Je lance aussi un appel au ministre de la Sécurité sociale. Mo anvi dire li : « Pran kont nou bann senior dan Agalega. » Il n’est pas correct qu’une grand-mère de près de 90 ans doive se rendre à l’hôpital pour recevoir des soins et pour un “check-up” médical alors que les personnes de son âge, à Maurice, ont la visite de médecins à domicile. Cette grand-mère marche péniblement et a des difficultés pour monter dans un transport public pour se rendre jusqu’à l’hôpital. Cela m’a fait de la peine lorsqu’elle m’a raconté que le médecin lui dit à chaque fois pour son rendez-vous médical : « Mo pa pou vinn kot ou, ou bizin vini ou mem ! ». Y aurait-il dans la République de Maurice deux catégories de bénéficiaires de soins médicaux à domicile ?

Est-ce que les officiers du ministère de l’Égalité des genres et de l’OIDC, qui étaient en mission à Agaléga en même temps que vous, et qui sont concernés aussi dans leurs attributions par le volet social, ont remarqué les problèmes familiaux que vous mentionnez ?
Je ne veux pas juger le travail de ces officiers mais il y a certaines choses que je n’ai pas appréciées en ce qu’il s’agit de l’attitude de l’une d’entre eux. Cela m’a révolté. J’en ai d’ailleurs parlé à la ministre Daureeawoo.

En fait, combien de porte-parole y a-t-il pour la communauté agaléenne ?
Mis à part l’Agalega Islands Council (instance nommée par le gouvernement), l’association Les Amis d’Agalega, qui est une organisation privée, existe depuis 2003 et est reconnue officiellement par le Registrar of Associations.
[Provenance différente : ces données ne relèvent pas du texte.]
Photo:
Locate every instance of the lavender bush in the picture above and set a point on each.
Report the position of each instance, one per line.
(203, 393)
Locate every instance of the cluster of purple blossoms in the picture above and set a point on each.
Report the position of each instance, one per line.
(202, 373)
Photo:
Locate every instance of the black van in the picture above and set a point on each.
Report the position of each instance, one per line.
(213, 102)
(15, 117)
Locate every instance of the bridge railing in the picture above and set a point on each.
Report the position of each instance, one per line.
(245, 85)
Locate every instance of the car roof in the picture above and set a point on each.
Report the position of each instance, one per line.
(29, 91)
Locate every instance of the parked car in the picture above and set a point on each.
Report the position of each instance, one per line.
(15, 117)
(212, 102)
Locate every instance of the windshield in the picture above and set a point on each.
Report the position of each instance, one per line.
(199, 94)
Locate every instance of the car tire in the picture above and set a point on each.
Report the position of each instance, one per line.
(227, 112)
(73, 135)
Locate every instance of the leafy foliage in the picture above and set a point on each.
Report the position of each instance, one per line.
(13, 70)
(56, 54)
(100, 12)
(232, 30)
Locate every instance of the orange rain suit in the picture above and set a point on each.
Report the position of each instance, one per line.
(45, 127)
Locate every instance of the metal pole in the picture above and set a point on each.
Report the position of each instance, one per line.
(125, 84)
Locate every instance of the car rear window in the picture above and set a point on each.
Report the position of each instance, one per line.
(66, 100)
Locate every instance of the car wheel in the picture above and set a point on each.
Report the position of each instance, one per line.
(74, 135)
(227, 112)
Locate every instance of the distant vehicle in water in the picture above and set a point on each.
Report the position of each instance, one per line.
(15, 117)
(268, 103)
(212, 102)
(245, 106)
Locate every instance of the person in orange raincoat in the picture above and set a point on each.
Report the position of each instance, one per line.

Depuis cette date, nous militons pour le bien-être des Agaléens dans la République de Maurice et les autorités reconnaissent le travail que nous faisons dans cette direction et nous invitent assez régulièrement à participer aux réunions officielles concernant l’archipel. Cela a été le cas mardi dernier dans le bureau de la ministre des Îles éparses. Nous ne pouvons que nous réjouir s’il y a d’autres organisations qui voudraient aider les Agaléens à progresser. Mais pour l’heure, la communauté agaléenne et les autorités ne reconnaissent que Les Amis d’Agalega dans ce combat pour un meilleur avenir.

Est-ce que votre organisation soutient la démarche d’Arnaud Poulay, qui veut porter sa lettre de déportation devant la Cour de La Haye ?
Nous avons déjà exprimé haut et fort notre indignation en public au sujet de cette lettre de l’OIDC envoyée à Arnaud Poulay et nous avons condamné la démarche de cet organisme lors de la réunion de mardi dernier. Plus jamais ça ! Les autorités ont reçu le message.